### GESIS Fall Seminar in Computational Social Science 2022
### Introduction to Computational Social Science with Python
# Day 5-3: Analysis of Non-Rectangular Data

## Overview

* Network analysis with NetworkX
* Text analysis with NLTK

## Network analysis with [NetworkX](https://networkx.org/documentation/stable/)
* NetworkX is a Python package for network analysis.
* We can use it to study social networks!
    - Networks can be explicitly social, e.g., who is friends with who.
    - We can also study networks created through social processes, e.g., hyperlink network on the WWW, retweet networks, citation networks.

### Network basics
* **Graph**
    - Mathematical term for a network.
* **Node** (or **Vertex**)
    - The 'points' or individuals in the network.
* **Edge**
    - The connections between nodes.
* **Directed / Undirected**
    - Edges can have a direction (e.g., @Dave2008 follows @BarackObama on Twitter), or not have a direction (e.g., Dustin and Steve are friends).
* **Weighted / Unweighted**
    - Edges can have an associated weight or be unweighted (e.g., if we study a network of emails within an organisation, we can choose to include the number of emails exchanged as the edge weight).
    
    
![network_diagram](figs/network_diagram.svg "network_diagram")

In [None]:
import networkx as nx
import matplotlib.pyplot as plt

# We can manually create a network (graph)
g = nx.Graph() # By default an unweighted, undirected graph

g.add_nodes_from(["Milena", "Patrick", "Julius", "Erica", "Helen", "Barack"])
print(g.nodes()) # we have nodes, but no edges
print(g.edges())

In [None]:
# Let's add some edges
edgelist = [("Milena", "Patrick"),
           ("Patrick", "Julius"),
           ("Erica", "Helen"),
           ("Patrick", "Helen"),
           ("Erica", "Milena"),
           ("Erica", "Helen")]

g.add_edges_from(edgelist) # add edges in the edgelist to our network
# (we could skip the add_nodes_from stage, but would miss Barack from the network)

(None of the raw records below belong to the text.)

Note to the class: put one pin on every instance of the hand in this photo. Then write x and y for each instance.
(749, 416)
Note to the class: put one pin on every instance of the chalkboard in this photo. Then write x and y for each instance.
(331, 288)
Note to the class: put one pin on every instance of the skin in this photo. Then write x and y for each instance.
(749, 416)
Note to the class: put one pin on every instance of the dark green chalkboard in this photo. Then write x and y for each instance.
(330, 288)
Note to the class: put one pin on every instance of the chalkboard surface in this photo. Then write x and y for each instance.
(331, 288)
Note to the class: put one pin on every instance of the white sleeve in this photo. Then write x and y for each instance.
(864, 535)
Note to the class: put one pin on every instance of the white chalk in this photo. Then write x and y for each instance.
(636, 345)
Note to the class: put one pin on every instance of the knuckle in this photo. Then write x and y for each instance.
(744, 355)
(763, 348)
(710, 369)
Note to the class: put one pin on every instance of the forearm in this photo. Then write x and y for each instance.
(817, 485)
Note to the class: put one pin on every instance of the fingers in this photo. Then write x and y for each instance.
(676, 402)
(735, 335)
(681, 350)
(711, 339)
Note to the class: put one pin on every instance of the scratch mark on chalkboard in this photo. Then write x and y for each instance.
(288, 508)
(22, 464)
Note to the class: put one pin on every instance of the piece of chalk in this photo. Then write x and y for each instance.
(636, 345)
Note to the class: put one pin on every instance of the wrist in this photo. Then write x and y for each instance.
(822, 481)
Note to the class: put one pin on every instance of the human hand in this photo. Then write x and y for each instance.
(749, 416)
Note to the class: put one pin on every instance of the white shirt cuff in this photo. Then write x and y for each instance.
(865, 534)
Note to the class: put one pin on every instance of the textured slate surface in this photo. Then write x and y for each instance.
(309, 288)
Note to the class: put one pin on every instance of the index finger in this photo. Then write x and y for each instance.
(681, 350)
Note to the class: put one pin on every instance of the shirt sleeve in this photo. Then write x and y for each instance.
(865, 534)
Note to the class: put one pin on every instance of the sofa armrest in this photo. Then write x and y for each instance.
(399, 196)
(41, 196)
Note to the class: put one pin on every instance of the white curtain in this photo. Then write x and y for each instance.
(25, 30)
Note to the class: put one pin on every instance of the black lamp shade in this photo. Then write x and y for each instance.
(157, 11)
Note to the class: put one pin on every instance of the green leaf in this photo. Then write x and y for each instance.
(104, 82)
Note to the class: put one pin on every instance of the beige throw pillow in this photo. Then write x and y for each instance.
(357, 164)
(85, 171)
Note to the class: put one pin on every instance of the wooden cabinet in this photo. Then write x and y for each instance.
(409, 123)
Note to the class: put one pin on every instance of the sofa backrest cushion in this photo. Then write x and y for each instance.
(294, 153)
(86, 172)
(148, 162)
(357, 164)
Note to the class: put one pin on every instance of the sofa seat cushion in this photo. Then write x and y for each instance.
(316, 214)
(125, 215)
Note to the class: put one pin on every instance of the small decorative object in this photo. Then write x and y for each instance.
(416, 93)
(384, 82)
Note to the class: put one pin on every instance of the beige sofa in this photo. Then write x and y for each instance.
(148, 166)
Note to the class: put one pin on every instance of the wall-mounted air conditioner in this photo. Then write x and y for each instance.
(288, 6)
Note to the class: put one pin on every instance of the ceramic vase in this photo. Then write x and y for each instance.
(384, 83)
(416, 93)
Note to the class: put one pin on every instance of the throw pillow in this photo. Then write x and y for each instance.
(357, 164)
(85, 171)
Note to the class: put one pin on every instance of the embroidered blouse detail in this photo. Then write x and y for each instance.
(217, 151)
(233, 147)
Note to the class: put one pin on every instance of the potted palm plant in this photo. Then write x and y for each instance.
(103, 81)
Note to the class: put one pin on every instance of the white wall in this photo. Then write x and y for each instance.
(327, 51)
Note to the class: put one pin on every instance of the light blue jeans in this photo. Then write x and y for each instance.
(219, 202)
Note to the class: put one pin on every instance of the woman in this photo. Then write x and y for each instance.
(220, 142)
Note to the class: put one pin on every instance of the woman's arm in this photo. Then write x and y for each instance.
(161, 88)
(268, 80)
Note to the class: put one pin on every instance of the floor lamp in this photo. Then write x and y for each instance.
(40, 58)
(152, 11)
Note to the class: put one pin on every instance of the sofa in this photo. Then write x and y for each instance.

nx.draw(g, with_labels=True) # plot the network (this is just a matplotlib axes!)

In [None]:
# We can also import data
# This is a school social network where students name who they are friends with
# A directed edge goes from the naming to the named student

dixon_g = nx.read_edgelist("data/dixon_edgelist.txt", create_using=nx.DiGraph()) # Read as a directed graph
print(nx.info(dixon_g)) # get some info

plt.figure(figsize=(16,10))
nx.draw(dixon_g, node_size=20, width=.2) # draw the graph (custom node size and edge width)
plt.show()

In [None]:
# More information, like node labels and attributes can be imported if we use another file type
# Several different graph file types can be read by networkx (GraphML, Pajek, GML, JSON, Pickle...)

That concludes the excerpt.